Thai Massage - Nuad Thai Boran
Traditional Thai Massage (Nuad Thai Boran) is a dynamic healing art which has grown up organically with the peoples of Thailand. The Father Doctor of Thai Medicine and the Healing Arts is Jivaka Kormarpaaj, or Komarabhacca. The story of his birth is similar to that of Moses being set adrift down the river in a reed basket as an unwanted offspring within the court. He learned the healing arts while apprenticing as a young man in Taxila, India and went on to administer personally to the needs of the Buddha. Each day Nuad Thai practitioners pray to Jivaka for blessings and to act as an intermediary for divine intervention in their massage work. The spiritual component in Nuad Thai is strong. Jivaka is credited with bringing this wisdom to Siam from India. As Thailand changed greatly over the 20th century, the healing arts remained preserved within the temples and within the villages amongst its people. No westerner was admitted to learn traditional Thai healing practices until perhaps the 1980s. What had been preserved was an organic form within the villages. Amongst the temples and within the royalty different forms of Nuad Thai were preserved. The royalty, of course, being more refined in its courteous behavior and its utmost care not to offend is a less personal and less spiritual form of Nuad Thai. Although, whatever has survived of the principles of Thai medical theory may be found within the court. Some of what is taught in schools in Thailand today is influenced by this tradition. Within the temples, or wat, the healing arts were practiced and passed on by the buddhist monks. In this form the meditative aspect of Nuad Thai was kept alive and deepened. The spiritual healing of Thailand is vast and diverse. Many aspects of Buddhism has blended with indigenous culture in a beautiful alchemy of spiritual healing. When one looks to the farming villages or the hill tribes of northern Thailand there is a sense of rootedness to the earth, connection to family and quiet humility. Profound in their subtle ease within the healing arts - Nuad Thai, Thai herbal healing, Spiritual healing in the form of prayer, ceremony, ritual - the farmers and hilltribesmen connect the people to the land through culture like a spider's web seemingly woven haphazardly across the tapestry of northern Thailand.

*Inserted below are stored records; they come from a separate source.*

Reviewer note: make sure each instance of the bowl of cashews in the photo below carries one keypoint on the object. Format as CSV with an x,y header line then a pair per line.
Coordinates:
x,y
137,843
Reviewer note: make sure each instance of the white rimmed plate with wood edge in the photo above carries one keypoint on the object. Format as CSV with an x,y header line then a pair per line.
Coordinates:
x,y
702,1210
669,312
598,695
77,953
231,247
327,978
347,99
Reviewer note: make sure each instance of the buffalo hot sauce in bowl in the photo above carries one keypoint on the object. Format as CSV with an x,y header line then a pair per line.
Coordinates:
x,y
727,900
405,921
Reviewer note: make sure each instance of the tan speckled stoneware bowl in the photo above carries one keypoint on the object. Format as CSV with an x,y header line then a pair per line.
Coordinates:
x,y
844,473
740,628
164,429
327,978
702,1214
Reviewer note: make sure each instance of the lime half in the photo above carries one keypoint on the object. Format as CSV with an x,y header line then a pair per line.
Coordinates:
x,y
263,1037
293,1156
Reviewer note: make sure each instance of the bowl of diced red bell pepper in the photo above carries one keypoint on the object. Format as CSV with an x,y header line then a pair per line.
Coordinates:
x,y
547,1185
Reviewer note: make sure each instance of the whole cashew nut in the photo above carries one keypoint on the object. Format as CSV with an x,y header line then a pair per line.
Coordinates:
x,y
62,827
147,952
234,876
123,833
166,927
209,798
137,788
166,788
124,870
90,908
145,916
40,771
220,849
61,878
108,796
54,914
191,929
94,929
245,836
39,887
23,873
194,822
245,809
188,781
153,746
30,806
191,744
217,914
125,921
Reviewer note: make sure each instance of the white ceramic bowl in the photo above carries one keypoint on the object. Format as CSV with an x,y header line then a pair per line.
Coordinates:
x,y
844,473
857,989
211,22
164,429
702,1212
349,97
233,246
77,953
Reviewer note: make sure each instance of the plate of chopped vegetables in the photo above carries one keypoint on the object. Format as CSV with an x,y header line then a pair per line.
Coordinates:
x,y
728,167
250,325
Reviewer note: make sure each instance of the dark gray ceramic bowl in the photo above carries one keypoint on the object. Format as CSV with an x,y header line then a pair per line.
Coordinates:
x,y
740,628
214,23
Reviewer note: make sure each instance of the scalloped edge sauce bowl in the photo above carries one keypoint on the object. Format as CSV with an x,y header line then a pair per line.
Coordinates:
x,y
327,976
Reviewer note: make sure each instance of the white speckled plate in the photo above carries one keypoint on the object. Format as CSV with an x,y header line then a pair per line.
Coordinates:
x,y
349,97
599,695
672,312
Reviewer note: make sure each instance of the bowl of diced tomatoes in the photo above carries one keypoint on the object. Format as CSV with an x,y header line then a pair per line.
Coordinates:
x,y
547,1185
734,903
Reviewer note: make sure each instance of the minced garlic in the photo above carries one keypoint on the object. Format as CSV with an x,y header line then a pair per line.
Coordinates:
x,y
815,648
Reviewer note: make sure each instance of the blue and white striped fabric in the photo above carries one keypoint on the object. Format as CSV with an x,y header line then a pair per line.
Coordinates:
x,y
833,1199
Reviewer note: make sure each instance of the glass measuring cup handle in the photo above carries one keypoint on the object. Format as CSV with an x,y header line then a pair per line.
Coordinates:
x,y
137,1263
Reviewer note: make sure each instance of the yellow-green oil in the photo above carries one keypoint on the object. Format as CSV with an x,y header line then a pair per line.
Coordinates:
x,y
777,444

Today many Westerners, or farang, have becomed skilled in the healing traditions of Thailand, particularly Nuad Thai or traditional massage. Primarily concerned with promoting harmony (physical, mental and spiritual) within the human being Nuad Thai is truly holistic. It has been pointed out that Nuad Thai is helpful in stimulating lymph flow, loosening stiff joints, helping acute injuries heal more readily, promoting relaxation, ease and a calm mind, relieving pain from chronic injuries, and so on . . . Thai massage is still relatively marginal in its notoriety in the US, but has been gaining in appeal and recognition the more educated and effective its western practitioners become and the western mind opens more gracefully to a holistic practice. I recommend to seek out a local practitioner and spend a couple of hours receiving some of Thailand's ancient healing art, Nuad Thai Boran.